Mais, peu de temps après, de quelque côté qu’elle se tournât, elle voyoit devant elle des légions entières d’Ethiopiens. Une addition non moins ingénieuse du poète, inventeur de cette fable, c’est que Némésis a pour monture un cerf, animal très vivace. En effet ceux qui sont enlevés à la fleur de leur âge, peuvent prévenir, par cette mort prématurée, les coups de Némésis et lui échapper. Mais ceux dont la puissance et les prospérités ont été de très longue durée, sont, sans contredit, continuellement exposés à ses coups, et, pour ainsi dire, sous elle.

  1. Intercedo ou veto, crioit un tribun du peuple à Rome ; et, à l’aide de ce mot, il annulloit l’arrêté des neuf autres. De même, en Angleterre, après que le parti de l’opposition, dans la chambre basse a combattu le sentiment des partisans du trône, et forcé ainsi l’assemblée à discuter le bill proposé, la chambre haute peut annuller le bill de la chambre des communes, en y opposant sa voix négative (qui ne se forme non plus qu’après une semblable discussion) ; et le roi peut aussi annuller le bill parlementaire en y opposant la sienne. Ainsi un bill n’a force de loi qu’après avoir été exposé au moins à trois propositions, et soumis à trois discussions ; ce qui rend les usurpations réciproques des deux chambres et du prince plus difficiles, en rendant les invasions des étrangers plus faciles ; comme le prouve toute l’histoire de l’Angleterre, conquise autant de fois qu’attaquée.
  2. La Lande peut prédire avec assez de justesse les éclipses qui auront lieu dans mille ans ; mais il ne pourroit prédire la situation où il sera lui-même, que dis-je ? la pensée même qu’il aura dans une heure : il connoit et trace pour ainsi dire, la route que doivent parcourir ces globes innombrables roulant dans les déserts immenses de l’espace ; l’astre qu’il connaît le moins c’est celui qui vit dans son sein. Tout mortel puissant ou foible, savant ou ignorant, est sans cesse sur le bord d’un abîme et dans une situation semblable à celle du navigateur ; il n’y a entre lui et la mort qu’une planche déjà pourrie, ou qui pourrit d’heure en heure : tout veut vivre éternellement et tout passe comme un songe : hommes, planètes, soleils, tout périt, et l’univers même est mortel.

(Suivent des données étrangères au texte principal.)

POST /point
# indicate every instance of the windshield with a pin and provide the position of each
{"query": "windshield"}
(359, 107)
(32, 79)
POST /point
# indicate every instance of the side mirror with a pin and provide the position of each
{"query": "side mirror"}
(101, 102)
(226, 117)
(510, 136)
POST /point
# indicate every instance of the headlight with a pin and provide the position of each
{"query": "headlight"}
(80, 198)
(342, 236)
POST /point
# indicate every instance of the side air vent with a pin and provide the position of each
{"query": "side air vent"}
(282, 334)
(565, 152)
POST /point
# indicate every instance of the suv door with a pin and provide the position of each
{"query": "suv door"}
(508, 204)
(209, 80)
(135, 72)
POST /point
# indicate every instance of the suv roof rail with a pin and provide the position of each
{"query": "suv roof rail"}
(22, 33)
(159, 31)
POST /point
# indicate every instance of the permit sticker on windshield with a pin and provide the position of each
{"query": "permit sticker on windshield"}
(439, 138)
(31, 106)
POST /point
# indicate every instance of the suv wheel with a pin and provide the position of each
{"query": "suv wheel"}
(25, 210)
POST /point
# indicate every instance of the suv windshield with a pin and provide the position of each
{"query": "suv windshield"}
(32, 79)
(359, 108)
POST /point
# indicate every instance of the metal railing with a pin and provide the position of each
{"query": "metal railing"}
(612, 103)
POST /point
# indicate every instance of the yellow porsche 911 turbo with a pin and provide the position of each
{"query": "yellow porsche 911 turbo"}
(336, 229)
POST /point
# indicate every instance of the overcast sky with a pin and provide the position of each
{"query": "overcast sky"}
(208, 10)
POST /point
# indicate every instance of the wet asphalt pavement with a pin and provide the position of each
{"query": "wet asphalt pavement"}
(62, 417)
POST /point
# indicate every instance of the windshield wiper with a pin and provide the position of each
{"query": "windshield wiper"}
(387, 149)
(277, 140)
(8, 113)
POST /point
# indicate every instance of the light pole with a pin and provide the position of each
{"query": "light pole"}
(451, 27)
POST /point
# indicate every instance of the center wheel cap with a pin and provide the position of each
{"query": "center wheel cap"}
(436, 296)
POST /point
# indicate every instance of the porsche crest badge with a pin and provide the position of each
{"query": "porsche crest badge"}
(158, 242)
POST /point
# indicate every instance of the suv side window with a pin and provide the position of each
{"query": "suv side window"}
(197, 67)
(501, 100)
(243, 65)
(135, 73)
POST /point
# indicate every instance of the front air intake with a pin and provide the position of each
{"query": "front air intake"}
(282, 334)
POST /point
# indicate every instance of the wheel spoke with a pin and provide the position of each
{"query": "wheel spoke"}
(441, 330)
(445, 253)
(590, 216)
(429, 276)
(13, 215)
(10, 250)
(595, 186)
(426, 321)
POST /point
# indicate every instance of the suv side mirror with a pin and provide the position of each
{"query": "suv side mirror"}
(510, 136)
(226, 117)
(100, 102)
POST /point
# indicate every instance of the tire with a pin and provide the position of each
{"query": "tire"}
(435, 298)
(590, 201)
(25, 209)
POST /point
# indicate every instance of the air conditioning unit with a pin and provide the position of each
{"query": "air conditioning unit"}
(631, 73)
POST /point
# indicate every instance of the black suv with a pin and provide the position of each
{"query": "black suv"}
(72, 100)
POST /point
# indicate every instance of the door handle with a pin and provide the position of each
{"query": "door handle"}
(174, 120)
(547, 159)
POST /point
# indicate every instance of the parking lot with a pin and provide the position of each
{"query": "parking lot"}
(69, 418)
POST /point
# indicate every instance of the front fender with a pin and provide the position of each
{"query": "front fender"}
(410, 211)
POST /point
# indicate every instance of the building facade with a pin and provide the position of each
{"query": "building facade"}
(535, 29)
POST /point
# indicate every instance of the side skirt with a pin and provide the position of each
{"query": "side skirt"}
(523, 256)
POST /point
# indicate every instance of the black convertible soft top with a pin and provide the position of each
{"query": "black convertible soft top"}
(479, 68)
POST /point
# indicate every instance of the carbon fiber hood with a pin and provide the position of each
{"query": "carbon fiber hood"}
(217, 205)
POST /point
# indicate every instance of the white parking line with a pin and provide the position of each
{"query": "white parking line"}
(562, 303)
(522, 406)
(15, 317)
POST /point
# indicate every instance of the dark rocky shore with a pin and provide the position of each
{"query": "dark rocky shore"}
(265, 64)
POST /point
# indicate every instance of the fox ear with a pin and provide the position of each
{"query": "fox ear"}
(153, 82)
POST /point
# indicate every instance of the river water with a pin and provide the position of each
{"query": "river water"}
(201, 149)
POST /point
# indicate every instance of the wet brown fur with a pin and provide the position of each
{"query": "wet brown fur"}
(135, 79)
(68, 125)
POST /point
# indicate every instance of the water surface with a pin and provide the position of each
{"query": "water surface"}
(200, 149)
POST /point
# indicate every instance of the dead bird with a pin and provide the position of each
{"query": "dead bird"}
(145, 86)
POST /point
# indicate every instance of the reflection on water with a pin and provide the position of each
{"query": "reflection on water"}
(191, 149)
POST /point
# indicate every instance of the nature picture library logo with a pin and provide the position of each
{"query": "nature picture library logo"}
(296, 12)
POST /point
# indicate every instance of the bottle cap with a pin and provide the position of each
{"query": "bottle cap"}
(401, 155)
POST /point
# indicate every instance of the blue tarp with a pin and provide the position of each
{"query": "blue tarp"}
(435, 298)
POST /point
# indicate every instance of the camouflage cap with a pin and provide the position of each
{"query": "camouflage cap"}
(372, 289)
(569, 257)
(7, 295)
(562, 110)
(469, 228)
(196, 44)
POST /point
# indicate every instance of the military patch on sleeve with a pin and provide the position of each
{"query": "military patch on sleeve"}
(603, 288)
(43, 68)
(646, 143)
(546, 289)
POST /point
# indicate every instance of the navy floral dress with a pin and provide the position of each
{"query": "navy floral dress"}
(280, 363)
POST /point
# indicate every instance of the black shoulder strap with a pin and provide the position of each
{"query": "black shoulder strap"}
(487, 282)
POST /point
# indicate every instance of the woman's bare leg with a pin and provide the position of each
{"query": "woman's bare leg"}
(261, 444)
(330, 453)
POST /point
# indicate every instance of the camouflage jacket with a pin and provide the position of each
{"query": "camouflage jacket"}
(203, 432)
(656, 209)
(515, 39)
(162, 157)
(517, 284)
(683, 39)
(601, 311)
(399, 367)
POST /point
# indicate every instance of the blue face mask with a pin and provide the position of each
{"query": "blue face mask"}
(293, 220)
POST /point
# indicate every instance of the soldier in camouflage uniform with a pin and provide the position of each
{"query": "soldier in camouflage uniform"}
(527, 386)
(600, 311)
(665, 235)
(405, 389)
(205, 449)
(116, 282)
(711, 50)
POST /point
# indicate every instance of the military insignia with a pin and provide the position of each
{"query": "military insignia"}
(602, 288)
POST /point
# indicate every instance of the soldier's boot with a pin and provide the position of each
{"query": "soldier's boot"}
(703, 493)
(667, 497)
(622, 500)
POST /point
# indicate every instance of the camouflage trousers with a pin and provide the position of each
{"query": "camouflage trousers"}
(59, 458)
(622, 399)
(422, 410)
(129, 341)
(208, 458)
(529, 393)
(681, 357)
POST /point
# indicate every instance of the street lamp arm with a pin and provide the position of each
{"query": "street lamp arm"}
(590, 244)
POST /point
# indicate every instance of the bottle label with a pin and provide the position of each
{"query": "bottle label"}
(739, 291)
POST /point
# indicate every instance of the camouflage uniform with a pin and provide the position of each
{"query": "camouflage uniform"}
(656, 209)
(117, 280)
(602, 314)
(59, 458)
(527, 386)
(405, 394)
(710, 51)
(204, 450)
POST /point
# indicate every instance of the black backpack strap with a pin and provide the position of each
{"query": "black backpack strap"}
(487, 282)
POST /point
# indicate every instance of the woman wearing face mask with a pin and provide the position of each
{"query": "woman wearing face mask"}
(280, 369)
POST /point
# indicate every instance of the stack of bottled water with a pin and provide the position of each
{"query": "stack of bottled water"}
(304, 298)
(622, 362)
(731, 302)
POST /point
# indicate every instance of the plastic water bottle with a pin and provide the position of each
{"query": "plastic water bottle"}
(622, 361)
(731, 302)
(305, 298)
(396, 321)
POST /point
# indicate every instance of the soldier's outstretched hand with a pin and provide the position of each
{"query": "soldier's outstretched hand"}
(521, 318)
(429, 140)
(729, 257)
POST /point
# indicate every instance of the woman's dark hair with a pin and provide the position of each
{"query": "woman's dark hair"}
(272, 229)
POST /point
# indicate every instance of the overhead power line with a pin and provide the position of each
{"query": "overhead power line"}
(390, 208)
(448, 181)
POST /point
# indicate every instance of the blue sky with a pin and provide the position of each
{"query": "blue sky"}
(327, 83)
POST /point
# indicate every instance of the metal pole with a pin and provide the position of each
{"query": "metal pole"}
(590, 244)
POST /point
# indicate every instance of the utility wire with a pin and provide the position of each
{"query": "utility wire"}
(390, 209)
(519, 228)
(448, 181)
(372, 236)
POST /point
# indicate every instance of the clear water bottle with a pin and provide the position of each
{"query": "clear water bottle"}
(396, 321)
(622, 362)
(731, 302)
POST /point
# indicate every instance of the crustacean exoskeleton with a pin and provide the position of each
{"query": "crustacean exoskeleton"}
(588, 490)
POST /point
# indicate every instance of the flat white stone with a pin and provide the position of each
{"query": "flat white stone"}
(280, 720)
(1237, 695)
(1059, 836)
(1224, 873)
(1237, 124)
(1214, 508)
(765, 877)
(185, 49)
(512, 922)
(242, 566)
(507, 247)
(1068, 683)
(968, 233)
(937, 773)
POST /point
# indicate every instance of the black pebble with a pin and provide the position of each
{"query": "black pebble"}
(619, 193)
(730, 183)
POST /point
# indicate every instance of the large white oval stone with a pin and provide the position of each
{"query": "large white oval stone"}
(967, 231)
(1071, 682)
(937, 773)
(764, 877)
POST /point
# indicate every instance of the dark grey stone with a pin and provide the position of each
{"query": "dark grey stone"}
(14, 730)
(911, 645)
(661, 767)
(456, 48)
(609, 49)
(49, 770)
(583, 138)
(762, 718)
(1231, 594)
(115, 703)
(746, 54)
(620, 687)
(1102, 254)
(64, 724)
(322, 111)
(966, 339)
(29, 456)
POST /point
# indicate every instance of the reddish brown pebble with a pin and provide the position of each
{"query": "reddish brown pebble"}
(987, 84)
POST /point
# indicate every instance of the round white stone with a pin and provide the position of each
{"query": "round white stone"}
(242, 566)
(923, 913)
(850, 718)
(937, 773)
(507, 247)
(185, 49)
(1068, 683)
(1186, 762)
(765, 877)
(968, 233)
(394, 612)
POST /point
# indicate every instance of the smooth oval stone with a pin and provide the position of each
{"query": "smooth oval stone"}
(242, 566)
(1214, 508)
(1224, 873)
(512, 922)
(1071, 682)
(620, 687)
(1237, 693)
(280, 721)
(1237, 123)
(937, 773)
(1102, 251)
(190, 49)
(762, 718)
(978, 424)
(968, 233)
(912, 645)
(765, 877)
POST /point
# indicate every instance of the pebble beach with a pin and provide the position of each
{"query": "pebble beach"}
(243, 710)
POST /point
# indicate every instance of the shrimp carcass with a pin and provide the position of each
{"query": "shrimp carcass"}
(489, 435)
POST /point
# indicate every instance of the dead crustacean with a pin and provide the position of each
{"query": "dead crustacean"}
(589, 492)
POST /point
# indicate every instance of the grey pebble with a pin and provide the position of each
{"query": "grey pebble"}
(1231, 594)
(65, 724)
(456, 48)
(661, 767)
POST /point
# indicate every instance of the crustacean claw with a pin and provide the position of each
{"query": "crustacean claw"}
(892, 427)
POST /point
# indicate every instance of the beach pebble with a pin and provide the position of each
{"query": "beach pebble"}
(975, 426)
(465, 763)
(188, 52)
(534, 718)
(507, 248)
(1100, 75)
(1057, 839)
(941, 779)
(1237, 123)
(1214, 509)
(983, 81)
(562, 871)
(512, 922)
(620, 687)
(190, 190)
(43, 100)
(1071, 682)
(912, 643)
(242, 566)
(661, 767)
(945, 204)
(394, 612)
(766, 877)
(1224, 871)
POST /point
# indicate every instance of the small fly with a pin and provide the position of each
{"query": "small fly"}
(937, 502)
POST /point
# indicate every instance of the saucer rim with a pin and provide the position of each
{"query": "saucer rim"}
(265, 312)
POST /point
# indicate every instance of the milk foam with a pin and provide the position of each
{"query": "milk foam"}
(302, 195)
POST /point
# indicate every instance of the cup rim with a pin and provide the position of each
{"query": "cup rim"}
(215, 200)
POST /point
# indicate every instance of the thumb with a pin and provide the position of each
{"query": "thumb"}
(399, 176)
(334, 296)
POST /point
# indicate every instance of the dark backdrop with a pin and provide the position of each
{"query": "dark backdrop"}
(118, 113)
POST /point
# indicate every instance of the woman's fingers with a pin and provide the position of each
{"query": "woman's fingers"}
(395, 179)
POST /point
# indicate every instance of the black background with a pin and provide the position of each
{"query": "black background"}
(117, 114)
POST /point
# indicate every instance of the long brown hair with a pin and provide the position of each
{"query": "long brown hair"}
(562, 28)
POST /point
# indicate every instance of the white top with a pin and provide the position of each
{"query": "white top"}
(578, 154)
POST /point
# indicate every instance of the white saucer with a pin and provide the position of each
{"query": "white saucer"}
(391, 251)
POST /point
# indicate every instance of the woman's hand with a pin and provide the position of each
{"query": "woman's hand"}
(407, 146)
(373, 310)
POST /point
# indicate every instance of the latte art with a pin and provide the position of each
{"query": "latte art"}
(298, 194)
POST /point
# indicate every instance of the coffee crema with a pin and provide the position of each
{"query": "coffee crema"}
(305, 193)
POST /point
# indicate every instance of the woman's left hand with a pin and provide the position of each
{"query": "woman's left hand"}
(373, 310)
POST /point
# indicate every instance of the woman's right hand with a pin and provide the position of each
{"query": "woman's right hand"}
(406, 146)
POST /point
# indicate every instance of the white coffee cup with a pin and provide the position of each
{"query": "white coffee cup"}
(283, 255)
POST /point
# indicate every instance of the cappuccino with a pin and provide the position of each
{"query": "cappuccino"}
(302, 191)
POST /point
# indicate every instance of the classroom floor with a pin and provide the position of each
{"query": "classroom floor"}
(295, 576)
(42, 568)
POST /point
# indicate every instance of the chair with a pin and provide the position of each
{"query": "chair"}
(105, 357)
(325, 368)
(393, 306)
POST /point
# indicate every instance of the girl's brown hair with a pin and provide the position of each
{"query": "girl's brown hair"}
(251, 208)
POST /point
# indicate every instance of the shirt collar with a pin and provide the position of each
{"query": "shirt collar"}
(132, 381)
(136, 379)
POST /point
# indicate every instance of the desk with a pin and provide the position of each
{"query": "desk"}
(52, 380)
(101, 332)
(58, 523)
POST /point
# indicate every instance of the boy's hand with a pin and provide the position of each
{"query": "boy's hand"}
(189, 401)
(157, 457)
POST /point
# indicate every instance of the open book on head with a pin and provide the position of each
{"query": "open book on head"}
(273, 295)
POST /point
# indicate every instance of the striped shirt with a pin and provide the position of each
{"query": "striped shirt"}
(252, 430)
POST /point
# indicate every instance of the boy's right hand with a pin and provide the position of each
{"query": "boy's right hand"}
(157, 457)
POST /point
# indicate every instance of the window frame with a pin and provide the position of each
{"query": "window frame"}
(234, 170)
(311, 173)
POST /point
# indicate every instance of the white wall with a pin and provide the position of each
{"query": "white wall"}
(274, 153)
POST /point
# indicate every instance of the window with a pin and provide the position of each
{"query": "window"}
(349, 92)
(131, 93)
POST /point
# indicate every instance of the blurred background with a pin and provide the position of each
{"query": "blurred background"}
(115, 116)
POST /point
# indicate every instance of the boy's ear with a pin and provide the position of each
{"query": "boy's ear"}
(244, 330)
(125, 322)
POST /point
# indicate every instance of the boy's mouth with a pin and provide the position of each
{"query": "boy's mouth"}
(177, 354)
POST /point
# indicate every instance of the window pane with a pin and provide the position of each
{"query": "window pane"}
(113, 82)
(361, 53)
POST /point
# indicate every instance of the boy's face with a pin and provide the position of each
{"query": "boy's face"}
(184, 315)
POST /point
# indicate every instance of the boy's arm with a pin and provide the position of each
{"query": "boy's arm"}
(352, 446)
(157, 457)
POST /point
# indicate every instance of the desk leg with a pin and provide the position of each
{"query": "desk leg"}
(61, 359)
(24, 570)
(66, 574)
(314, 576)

  3. Voyez dans la vie de Paul-Émile par le bon Plutarque le discours que ce généreux et sage Romain prononça devant l’assemblée du peuple, après la conquête de la Macédoine ; il se termine à peu près ainsi : Mon heureux passage en Macédoine me donna de premières craintes ; cent cinquante villes prises, et un puissant royaume conquis en quinze jours augmentèrent mes terreurs ; après ce retour si prompt et si facile en Italie elles furent au comble ; enfin la foudre est tombée : durant mon triomphe, la mort m’a enlevé mes deux fils ; me voilà seul dans ma maison : mais quelques disgraces nous étoient dues pour tant de prospérités, bénissons la providence des Dieux immortels, elle n’a frappé que moi, en épargnant la république.
  4. Il lui semble que tous ceux qui se font un grand nom par leur génie ou leur courage, ne se distinguent qu’à ses dépens et en le pensant, il ne se trompe qu’à demi : le peuple n’admire que ce qu’il craint ; et, pour conquérir son admiration, on se voit obligé de le conquérir lui-même.
  5. Ce double attribut, me paroit signifier que les uns succombent par un seul coup qui les perce, pour ainsi dire, d’outre en outre, et les autres par une suite de disgraces dont chacune est peu sensible, mais dont la somme équivaut à une grande, qu’elle réserve à tous les mortels ou un petit nombre de grands malheurs ou un grand nombre de petits.
  6. Geminos angues ; ce qui peut signifier aussi que sa ruine, ou sa mort, eut lieu sous le signe des gemeaux.